After talking to the SAP administrator I learned that the application was running under a service account in de production account domain. (the reason why they configured it this way was probably because in the past they had also configured the trusts between account and resource domains as External Trusts and couldn’t get Kerberos working between the account and resource domains). So the website FQDN was created in DNS as a CNAME pointing to the server in the acceptance resource domain, but it was running under a user account in the production account domain. (are you still following me?)

I first tried adding an entry in the local HOSTS file pointing the website address directly to the server IP (hence bypassing the CNAME to A-record translation), as a result the client was now trying to request a TGS ticket for the right SPN, but our KDC wasn’t able to issue a referral ticket because it had no Name Suffix routing information for the account domains because of the External Trusts not fully supporting Kerberos authentication. If you would like to know more about this, I would really recommend reading this (6 part!) article:

Packet trace with altered HOSTS file :

(local KDC has no routing information for the name suffix, so returns ‘PRINCIPAL_UNKNOWN’ error)

Now there is one more thing I should mention: Even if the trust had been a Forest Trust this probably wouldn’t have worked since the website address falls within the namespace of the acceptance account domain, while running as a user from the production account domain, on a server in the acceptance resource domain. (it keeps amazing me how difficult some admins make this shit)

After reading through Jorge’s blog I decided to try the Kerberos Forest Search Order (KFSO) GPO. Since I wasn’t sure how setting this GPO on the KDC would affect name suffix routing over the existing Forest Trusts, I decided to configure it on the clients instead.
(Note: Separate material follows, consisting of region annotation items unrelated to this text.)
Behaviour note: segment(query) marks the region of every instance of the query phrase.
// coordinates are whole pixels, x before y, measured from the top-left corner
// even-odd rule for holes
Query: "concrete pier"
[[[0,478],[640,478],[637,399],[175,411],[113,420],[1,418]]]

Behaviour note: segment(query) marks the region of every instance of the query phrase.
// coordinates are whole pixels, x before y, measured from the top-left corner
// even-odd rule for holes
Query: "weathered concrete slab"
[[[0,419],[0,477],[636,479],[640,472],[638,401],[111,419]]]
Unfortunately, this didn’t do jack nor shit.

So I went through the other Kerberos settings in the GPO and noticed this one: (Define host name-to-Kerberos Realm Mappings)

I couldn’t find much on this setting through Google, so I decided just to give it a try:

In our case we only needed to enable this for a hand full of servers so we added the list of individual servers to the specified realm, but if you need this to work for dozens of servers I would just enter the entire DNS suffix in there.
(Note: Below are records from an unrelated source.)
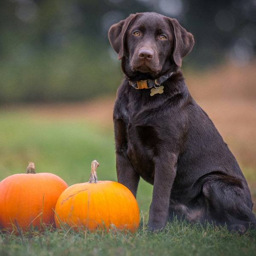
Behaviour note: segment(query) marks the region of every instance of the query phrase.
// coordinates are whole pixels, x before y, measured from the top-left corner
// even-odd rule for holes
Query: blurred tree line
[[[176,18],[194,35],[185,68],[254,58],[255,0],[2,0],[0,104],[115,93],[123,75],[108,29],[144,12]]]

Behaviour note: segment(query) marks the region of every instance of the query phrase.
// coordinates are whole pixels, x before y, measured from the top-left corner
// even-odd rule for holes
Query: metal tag
[[[157,88],[152,88],[150,91],[150,96],[154,96],[157,93],[163,93],[163,86],[160,86]]]

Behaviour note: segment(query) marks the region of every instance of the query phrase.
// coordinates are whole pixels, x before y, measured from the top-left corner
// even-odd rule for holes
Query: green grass
[[[143,226],[142,221],[133,235],[101,231],[75,233],[65,229],[28,233],[18,237],[2,234],[0,255],[255,255],[255,230],[239,236],[224,228],[209,224],[203,227],[176,220],[157,234]]]
[[[99,180],[116,180],[112,129],[81,119],[42,118],[17,110],[0,111],[0,180],[25,172],[32,161],[37,172],[56,174],[70,186],[88,181],[91,162],[96,159]],[[141,181],[137,200],[141,221],[134,235],[53,229],[17,237],[0,232],[0,255],[256,255],[256,230],[239,236],[224,228],[175,220],[163,232],[147,232],[152,189]]]
[[[33,162],[36,172],[55,174],[69,186],[86,182],[95,159],[99,180],[117,180],[112,129],[82,119],[42,118],[17,110],[0,111],[0,180],[26,172]],[[152,190],[140,183],[137,199],[143,212],[148,211]]]

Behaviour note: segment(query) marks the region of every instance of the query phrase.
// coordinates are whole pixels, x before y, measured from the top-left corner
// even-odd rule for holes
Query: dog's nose
[[[144,59],[151,59],[154,56],[154,52],[151,50],[141,49],[139,52],[139,57]]]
After configuring this GPO setting and doing a ‘gpupdate’ it worked! (well, at least after I removed the entry from the HOSTS file, because as it turned out they never configured the URL FQDN as a SPN, but only the server’s FQDN)
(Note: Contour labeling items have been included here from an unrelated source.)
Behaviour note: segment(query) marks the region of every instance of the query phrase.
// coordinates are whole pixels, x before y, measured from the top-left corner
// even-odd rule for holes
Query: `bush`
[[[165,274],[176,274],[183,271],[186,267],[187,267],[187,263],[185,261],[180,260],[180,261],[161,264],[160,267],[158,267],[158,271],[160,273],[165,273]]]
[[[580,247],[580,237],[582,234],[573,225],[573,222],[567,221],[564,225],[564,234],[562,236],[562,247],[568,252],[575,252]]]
Voila, a valid Kerberos ticket:

And the packet trace shows that the client is sending the TGS request straight to the correct KDC:

Lessons learned:

  • Avoid using CNAME’s when configuring Kerberos
  • Avoid using External Trusts, if at all possible, always go for a Forest Trust
  • Keep shit simple! Publishing an application running on a server in Domain A, with a service account from Domain B and using the namespace from Domain C is, imho asking for trouble!
  • Enable Kerberos logging (in Windows 2012 R2 this is no longer enabled by reg_dword LogLevel=”1″, but instead in eventvwr under ‘Applications and Services Logs \ Microsoft \ Windows \ Security-kerberos’ right-click, enable)
  • Use wireshark (portable) and the builtin Kerberos filter.
  • Before reproducing or tracing always clear your existing Kerberos tickets with ‘klist purge’ command!